DE10302892A1 - Sheet cut section for electric motor, has grooves separated into at least two groups of equal or at least approximately equal cross-section; preferably all grooves of a group are different from each other in their depths - Google Patents

Abstract

The device (1) has outwardly open peripheral grooves (6a-6f) of variable depth (t1-t6) for accommodating electric motor windings. The grooves are separated into at least two groups (4a-4d) of equal or at least approximately equal cross-section. Preferably all grooves of a group are different from each other in their depths. All grooves of a group can be of similar shape. Independent claims are also included for the following: (a) a wound rotor or stator (b) and a method of winding a rotor or stator.

Description

The invention relates to a sheet metal cut for electric motors with on its outer circumference arranged outwards open grooves of variable depth for the inclusion of coil sides, the total number of slots in at least two groove groups with the same or at least approximately the same Cross sections is divided.

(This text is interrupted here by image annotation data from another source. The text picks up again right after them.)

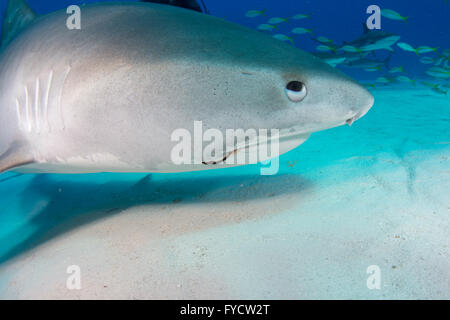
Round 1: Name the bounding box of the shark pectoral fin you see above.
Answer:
[1,0,36,48]
[0,143,36,174]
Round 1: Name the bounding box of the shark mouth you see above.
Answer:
[202,128,310,166]
[202,147,239,166]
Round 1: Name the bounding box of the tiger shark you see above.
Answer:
[0,0,374,173]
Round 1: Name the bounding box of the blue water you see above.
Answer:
[0,0,450,300]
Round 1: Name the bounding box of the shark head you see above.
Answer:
[0,3,374,172]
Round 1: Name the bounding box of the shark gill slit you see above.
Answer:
[16,99,22,129]
[58,66,72,130]
[25,86,31,132]
[34,77,40,133]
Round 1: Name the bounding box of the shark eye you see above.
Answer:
[286,81,306,102]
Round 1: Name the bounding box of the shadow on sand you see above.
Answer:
[0,174,311,264]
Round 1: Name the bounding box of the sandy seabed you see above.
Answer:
[0,88,450,299]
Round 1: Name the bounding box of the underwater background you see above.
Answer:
[0,0,450,299]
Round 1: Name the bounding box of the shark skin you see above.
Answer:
[0,0,374,173]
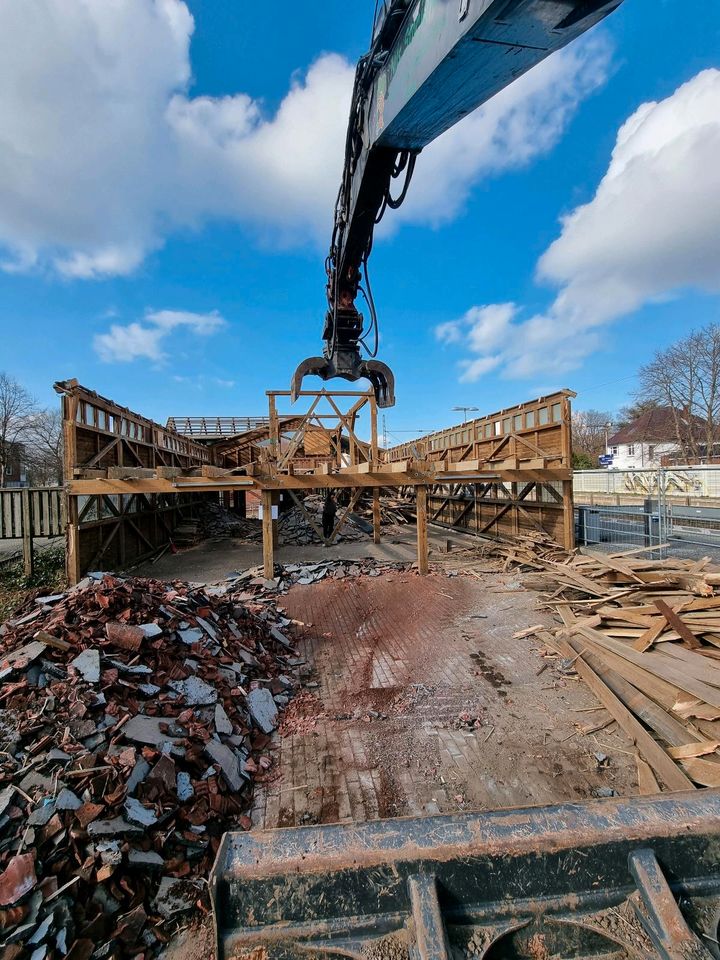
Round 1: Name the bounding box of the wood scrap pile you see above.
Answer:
[0,574,304,960]
[356,495,415,527]
[488,536,720,793]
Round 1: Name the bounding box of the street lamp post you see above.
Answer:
[453,407,480,423]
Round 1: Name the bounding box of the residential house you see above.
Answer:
[606,407,702,470]
[0,443,28,487]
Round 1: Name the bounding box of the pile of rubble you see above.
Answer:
[222,557,412,603]
[199,503,262,543]
[278,497,367,546]
[0,574,302,960]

Ordinary external windable Sheet cuts for Electric motors, as an integral part of rotors (commutator motors) or stators (external rotor motors) apart from odd numbers, are usually very symmetrical constructed in order not to cause undesired unbalance in rotors or to an indexed prepositioning of a core laminated core to be able to do without before winding. The axial extent of the winding head is essentially due to the crossings of the individual armature coils and hangs from several parameters. The aim of the invention is this measure too to reduce. A big Winding head volume increased ohmic losses and leads thus a reduction in efficiency. Especially the additional space required represents a not insignificant problem. The winding head height depends on the type of winding also depends on the number of slots and the number of poles. With a sufficiently large one The diameter of the rotor or stator is a multi-pole design, e.g. four instead of bipolar, chosen, because then the coil head length is less. The resulting division also has an effect of the magnetic flux favorable on the geometry of the sheet metal cut and the stand yoke, since the paths for the magnetic field lines shorter are.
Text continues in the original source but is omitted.